A major scale sounds like this… And a minor scale sounds like this. There are a few types, but let’s do the most famous one, which is a Harmonic Minor.
Let’s just go back to Major Scales for a second. As piano players, eventually we actually want to learn the scales for all the possible keys. So in piano, there are 12 keys. Right, 1 – 2 – 3 – 4 – 5 – 6 – 7 – 8 – 9 – 10 – 11 – 12. And it just repeats after that. 1 – 2 – 3 – 4 – 5… because it goes back to C. So eventually, over time, this might take a few months or maybe even a few years. You want to be able to play at least all the majors, hopefully all the minors as well, starting on every different key. So, for example, I’ve already showed you the C major. A D major sounds like this… As you could see there, D major actually had two black notes in it.

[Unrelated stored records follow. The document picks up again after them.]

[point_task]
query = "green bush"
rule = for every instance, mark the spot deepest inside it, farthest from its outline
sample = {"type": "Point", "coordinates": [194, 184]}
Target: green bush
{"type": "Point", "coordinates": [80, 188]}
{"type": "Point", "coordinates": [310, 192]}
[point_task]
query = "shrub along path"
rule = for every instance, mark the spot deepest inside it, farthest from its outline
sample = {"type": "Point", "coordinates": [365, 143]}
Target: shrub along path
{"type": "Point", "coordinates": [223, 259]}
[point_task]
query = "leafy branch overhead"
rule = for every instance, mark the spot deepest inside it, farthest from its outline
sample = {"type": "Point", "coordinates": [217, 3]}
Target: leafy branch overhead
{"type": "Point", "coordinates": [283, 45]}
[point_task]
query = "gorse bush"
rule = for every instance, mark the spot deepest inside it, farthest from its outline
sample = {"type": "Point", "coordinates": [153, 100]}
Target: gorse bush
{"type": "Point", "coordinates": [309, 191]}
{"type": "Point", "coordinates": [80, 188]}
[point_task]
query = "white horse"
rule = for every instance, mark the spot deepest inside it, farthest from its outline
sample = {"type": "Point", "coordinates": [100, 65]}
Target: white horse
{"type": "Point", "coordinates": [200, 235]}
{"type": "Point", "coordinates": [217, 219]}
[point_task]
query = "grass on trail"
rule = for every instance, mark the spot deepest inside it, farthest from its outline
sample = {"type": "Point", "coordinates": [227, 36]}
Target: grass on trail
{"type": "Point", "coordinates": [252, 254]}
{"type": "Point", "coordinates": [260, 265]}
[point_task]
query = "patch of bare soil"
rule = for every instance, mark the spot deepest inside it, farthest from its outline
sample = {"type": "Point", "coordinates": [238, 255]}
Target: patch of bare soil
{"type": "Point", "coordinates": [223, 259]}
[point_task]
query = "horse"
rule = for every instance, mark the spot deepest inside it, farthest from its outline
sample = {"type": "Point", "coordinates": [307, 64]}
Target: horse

If I played the D major scale but I didn’t play the black keys, it wouldn’t sound correct. See? That sounds wrong, but if instead of the white, I play the black next to it, it sounds correct. Let’s do another one on E major. That one has even more sharps. It has a total of four black notes. As a beginner, you want to get familiar with how to play major scales, starting at least from all the white notes. Knowing and playing major and minor scales are good not just for technique, but also for your theoretical knowledge as well.
For example, if I had to learn a piece in E major, I wouldn’t have too much problem learning the piece. I would learn it pretty quickly simply because I practice E major scales a lot. And I understand the system of E major, which is to have four sharps in it – F sharp, C sharp, G sharp, and D sharp.
This is a pretty deep topic to cover in just this little short video, but make sure you’re taking time to study and knowing what the notes are in the different major and minor scales. Last, but not least, Technique Number 7 are “CHROMATIC SCALES”.
A chromatic scale sounds like this… It basically means, in whichever direction you’re going, to play all the possible notes on the piano. That was one octave of the C chromatic. I suggest you to learn how to play with your right hand, how to play with your left hand, and also eventually to learn how to play them together. A really good exercise and technique for you to have. So, there you go, that was a checklist of seven different piano techniques. Let me know in the comments which ones you do pretty well with and which ones you have a little bit more time with.
Happy practicing! I’m going to go teach Milo some piano now. I’ll see you in the next video. Bye! Bye! Bye!